The child's mother had by this time picked herself out of the ditch and rushed over to where Maruskha stood, the baby still in her arms and cooing delightedly as he looked into the child's sweet face, his tiny hand clutching the silver medal which always hung about Marushka's neck. The mother snatched the baby to her breast and, seating herself by the roadside, she felt all over its little body to see if it was hurt.

"You have this brave little girl to thank that your baby was not killed," said the Baron. The woman turned to Marushka.

"I thank you for — " she began, stopped abruptly, and then stared at the little girl with an expression of amazement. "Child, who are you?" she demanded.

"Marushka," said the little girl simply. The woman put her hand to her head.

"It is her image," she muttered. "Her very self!"

The Baroness had alighted from the motor and came up in time to hear the woman's words.

"Whose image?" she demanded sharply.

The woman changed colour and put her baby down on the grass.

"The little girl looks like a child I saw in America," she stammered, her face flushing.

"Was she an American child?" demanded the Baroness.

"Oh, yes, Your Graciousness," said the woman hastily. "Of course, she was an American child."

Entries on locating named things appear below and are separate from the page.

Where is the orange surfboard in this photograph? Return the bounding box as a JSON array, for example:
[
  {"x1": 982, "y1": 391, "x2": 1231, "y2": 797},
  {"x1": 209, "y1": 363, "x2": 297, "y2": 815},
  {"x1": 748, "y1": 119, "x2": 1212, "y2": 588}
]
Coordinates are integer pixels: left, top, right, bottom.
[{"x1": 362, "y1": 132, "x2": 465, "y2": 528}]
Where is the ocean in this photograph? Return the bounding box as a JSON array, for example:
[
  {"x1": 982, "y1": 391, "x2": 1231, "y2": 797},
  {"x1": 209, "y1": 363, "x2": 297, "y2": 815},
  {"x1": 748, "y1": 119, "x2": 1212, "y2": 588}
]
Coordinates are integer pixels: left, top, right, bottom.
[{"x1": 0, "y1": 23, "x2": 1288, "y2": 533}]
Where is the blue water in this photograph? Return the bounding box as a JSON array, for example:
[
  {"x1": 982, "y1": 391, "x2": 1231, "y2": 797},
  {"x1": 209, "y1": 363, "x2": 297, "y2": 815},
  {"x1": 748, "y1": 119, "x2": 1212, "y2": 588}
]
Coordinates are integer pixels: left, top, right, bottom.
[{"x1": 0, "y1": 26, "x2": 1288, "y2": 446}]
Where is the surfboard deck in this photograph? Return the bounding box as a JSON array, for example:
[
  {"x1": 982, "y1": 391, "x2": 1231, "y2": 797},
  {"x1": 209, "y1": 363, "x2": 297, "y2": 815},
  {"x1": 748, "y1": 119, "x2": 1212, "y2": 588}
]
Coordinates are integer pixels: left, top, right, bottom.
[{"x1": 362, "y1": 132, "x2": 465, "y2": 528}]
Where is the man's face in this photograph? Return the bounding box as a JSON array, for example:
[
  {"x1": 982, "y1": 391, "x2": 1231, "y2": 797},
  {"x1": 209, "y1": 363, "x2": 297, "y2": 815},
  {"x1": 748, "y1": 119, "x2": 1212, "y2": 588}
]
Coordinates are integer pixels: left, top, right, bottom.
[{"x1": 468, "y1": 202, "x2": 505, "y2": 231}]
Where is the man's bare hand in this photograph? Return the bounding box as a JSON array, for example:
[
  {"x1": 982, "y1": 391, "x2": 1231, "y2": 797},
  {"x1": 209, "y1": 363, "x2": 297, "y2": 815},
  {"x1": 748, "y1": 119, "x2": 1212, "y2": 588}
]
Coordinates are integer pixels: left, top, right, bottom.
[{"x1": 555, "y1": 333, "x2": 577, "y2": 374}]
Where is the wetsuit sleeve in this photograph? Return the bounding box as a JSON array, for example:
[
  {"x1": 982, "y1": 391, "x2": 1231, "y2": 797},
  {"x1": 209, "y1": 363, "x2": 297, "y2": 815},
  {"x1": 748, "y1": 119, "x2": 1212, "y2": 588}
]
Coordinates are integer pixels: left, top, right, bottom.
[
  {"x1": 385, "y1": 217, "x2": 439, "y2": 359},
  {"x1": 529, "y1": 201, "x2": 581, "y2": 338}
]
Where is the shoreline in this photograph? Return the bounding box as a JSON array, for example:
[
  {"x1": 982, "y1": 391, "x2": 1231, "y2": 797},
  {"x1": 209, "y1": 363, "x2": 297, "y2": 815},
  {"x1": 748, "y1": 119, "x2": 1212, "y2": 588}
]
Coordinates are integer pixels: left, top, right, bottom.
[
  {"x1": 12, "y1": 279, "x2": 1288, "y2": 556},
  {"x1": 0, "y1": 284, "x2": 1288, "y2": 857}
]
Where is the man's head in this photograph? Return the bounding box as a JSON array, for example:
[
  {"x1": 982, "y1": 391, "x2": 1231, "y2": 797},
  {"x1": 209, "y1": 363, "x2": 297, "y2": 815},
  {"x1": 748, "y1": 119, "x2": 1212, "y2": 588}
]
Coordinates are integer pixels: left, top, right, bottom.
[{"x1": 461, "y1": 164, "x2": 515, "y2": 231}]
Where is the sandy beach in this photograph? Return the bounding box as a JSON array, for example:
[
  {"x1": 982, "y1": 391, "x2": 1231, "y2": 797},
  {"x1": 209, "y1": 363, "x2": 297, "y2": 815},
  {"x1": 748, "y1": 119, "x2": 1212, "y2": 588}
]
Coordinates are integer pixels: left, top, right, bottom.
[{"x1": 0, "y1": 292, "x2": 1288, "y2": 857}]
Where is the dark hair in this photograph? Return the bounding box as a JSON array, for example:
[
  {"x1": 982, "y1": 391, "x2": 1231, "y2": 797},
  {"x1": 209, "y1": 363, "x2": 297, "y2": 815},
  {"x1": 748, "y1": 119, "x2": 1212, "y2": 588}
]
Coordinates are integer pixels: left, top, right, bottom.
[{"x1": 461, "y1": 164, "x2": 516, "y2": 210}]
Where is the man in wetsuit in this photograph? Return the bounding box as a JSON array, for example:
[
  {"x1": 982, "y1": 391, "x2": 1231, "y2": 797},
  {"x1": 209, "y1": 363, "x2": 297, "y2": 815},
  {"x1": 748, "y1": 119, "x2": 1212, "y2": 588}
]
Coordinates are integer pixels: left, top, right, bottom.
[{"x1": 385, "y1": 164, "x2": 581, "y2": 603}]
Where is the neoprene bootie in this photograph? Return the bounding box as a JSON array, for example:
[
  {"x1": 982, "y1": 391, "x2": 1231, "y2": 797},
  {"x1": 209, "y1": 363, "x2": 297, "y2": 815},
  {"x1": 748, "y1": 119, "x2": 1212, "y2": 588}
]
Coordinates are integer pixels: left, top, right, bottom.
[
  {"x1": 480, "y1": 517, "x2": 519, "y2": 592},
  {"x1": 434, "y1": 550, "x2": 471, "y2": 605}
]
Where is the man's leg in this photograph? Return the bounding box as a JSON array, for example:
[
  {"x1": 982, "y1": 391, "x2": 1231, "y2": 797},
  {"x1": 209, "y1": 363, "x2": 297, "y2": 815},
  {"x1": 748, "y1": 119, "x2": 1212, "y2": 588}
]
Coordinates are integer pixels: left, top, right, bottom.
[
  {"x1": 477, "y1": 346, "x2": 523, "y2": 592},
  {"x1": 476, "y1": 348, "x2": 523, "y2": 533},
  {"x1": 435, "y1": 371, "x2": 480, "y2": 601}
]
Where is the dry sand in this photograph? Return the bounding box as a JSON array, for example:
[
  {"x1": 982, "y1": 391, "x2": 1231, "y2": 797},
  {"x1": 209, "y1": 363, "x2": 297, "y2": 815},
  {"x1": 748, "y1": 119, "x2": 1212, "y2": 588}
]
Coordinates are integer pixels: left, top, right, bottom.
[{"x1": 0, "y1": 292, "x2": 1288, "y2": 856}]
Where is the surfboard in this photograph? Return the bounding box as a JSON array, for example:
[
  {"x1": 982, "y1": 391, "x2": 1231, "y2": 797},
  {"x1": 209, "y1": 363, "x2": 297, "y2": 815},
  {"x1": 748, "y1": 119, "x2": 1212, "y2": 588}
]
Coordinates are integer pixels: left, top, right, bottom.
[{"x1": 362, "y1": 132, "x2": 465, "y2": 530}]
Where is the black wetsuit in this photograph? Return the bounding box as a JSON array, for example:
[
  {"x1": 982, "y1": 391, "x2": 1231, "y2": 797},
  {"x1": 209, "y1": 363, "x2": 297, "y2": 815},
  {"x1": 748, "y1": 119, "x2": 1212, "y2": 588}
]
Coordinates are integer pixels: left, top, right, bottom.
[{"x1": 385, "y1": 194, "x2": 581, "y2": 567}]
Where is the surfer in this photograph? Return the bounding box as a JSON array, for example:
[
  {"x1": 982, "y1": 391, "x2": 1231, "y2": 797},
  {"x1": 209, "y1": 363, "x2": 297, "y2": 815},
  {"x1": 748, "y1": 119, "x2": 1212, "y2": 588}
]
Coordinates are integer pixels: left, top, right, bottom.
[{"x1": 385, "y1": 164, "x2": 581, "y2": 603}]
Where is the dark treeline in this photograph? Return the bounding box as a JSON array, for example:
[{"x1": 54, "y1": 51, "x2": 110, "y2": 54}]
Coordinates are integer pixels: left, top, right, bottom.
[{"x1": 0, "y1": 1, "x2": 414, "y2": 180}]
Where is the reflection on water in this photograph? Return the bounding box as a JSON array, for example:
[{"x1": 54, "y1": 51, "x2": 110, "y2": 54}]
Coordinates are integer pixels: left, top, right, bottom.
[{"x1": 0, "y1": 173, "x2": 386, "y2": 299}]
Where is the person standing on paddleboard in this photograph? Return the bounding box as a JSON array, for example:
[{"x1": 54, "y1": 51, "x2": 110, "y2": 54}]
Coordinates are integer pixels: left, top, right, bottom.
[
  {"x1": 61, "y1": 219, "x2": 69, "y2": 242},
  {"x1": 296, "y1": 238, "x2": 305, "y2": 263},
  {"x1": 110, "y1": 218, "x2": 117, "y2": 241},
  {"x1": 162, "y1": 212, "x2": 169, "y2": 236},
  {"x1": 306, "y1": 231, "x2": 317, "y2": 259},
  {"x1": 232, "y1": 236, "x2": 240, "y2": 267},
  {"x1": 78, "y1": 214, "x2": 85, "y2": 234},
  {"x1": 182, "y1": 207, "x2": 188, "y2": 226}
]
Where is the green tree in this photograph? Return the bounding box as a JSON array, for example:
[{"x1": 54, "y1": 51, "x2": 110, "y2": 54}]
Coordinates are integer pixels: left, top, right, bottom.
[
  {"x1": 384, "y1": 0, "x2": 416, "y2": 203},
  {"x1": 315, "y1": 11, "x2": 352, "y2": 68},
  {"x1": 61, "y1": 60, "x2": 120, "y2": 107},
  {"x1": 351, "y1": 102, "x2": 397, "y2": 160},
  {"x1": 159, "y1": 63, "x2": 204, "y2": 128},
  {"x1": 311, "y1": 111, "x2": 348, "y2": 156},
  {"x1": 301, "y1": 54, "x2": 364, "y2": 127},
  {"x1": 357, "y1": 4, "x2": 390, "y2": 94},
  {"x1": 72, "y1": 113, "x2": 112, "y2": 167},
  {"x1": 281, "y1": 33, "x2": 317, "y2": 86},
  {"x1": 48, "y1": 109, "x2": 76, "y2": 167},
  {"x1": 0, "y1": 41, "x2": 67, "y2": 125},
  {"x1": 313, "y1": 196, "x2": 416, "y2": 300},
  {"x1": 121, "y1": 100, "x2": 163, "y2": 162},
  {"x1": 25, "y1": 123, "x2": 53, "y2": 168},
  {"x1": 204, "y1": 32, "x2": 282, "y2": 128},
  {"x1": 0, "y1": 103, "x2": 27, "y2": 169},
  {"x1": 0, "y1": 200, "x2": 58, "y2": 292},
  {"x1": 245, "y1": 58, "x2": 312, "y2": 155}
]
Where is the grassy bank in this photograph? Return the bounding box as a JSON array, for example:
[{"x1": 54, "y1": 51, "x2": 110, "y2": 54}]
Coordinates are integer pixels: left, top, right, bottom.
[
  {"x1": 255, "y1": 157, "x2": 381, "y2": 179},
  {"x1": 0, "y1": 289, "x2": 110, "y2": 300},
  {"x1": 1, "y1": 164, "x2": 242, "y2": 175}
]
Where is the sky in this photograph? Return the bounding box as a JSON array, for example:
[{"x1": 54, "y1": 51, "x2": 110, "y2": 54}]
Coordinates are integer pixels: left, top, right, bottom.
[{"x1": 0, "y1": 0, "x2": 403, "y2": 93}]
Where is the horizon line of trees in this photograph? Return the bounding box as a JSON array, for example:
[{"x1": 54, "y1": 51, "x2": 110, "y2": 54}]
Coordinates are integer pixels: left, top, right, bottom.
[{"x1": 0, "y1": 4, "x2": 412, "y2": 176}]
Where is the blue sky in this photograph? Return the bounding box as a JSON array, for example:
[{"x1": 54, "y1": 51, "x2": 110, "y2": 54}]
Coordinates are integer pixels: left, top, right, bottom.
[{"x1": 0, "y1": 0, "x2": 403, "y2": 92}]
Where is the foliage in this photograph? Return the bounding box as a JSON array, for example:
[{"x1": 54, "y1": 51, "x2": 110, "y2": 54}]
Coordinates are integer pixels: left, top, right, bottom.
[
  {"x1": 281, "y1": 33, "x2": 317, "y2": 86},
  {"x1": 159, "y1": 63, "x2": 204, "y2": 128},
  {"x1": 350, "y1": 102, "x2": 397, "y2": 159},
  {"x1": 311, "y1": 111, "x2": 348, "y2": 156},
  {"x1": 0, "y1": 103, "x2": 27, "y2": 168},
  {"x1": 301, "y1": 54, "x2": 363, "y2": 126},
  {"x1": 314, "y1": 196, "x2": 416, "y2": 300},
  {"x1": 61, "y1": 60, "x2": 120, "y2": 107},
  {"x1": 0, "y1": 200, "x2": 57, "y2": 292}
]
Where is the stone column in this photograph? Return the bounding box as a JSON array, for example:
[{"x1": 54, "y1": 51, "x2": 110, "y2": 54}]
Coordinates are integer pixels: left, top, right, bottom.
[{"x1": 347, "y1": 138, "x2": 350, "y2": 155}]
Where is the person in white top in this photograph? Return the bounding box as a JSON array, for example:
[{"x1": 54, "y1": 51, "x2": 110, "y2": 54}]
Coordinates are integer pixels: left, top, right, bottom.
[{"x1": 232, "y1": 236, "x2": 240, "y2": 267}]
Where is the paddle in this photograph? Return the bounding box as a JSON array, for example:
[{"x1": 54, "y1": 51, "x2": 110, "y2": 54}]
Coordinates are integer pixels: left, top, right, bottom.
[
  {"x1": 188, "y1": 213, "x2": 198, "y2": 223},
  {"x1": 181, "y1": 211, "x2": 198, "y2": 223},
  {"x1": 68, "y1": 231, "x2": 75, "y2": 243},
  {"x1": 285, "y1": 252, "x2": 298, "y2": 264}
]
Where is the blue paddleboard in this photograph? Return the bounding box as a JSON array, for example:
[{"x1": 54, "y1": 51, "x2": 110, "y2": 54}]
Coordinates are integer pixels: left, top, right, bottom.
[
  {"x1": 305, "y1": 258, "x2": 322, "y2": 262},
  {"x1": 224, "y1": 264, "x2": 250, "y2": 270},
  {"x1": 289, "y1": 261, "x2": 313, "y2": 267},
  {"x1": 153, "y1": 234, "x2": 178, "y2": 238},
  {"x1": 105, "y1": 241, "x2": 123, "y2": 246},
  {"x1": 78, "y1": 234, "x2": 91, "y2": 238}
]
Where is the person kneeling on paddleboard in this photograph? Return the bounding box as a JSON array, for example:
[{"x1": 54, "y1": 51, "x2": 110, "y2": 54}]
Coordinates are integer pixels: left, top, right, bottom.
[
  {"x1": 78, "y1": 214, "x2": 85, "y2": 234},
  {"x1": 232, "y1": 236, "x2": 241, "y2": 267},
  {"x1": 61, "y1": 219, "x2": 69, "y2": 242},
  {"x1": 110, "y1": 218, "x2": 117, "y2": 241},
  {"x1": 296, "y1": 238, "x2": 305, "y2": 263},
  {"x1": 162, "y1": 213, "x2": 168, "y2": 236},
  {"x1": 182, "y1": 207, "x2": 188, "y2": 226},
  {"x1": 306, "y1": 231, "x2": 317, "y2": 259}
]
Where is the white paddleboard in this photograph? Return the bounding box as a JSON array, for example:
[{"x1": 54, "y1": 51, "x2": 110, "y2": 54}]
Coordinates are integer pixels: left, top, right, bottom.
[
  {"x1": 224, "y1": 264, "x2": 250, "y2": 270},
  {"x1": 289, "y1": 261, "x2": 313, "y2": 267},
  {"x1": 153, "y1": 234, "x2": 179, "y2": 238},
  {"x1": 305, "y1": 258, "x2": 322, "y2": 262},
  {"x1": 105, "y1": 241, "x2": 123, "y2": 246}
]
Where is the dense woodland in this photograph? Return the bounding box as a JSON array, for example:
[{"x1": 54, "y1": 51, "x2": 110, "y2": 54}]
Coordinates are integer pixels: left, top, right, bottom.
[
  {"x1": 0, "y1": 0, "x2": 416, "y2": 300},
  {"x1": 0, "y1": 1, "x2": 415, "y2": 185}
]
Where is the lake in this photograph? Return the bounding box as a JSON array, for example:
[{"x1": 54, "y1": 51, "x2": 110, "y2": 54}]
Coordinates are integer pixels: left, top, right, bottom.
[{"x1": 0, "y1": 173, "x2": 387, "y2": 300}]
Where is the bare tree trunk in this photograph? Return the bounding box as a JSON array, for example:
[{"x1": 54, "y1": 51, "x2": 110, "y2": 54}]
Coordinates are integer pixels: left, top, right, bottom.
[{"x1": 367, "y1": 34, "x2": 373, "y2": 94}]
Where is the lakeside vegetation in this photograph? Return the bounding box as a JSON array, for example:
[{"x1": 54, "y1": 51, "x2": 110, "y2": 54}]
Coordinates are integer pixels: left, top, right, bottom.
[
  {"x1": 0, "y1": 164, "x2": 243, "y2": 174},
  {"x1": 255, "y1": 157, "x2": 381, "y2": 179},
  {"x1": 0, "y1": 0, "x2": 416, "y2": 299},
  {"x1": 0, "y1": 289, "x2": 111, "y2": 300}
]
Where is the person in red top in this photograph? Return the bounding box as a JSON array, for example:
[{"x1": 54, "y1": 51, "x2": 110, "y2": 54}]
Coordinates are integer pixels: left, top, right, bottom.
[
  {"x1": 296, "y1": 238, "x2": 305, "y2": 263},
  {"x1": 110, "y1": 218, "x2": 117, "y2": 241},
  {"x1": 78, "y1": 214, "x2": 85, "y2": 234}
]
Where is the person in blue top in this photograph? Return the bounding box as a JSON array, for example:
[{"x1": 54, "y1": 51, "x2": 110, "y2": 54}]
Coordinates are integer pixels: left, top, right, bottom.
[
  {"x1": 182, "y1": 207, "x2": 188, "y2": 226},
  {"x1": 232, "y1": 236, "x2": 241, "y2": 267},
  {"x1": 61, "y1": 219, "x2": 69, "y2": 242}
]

"Now I know that you are speaking falsely," said the Baroness. "This little one looks like no American child who was ever born. Léon," turning to her husband, "is this one of your peasants?" Then she added in a tone too low to be heard by anyone but her husband, "I know that she can tell something about this little girl. Question her."

The Baron turned to the woman and said:

"This little girl saved your baby's life. Should you not do her some kindness?"

"What could I do for her, Your High-Born Graciousness?" the woman asked.

"That I leave to your good heart." The Baron had not dwelt upon his estates and managed his peasants for years without knowing peasant character. Threats would not move this woman, that he saw in a moment.

"She is a Gypsy child," the woman said sullenly.

Banda Bela spoke suddenly, for he had come close and heard what was said.

"That she is not! She is Magyar. Deserted by the roadside, she was cared for by Gypsy folk. Does she look like a Gypsy? Would a Gypsy child wear a Christian medal upon her breast?" The boy's tone was sharp. Marushka heard nothing. She was playing with the baby.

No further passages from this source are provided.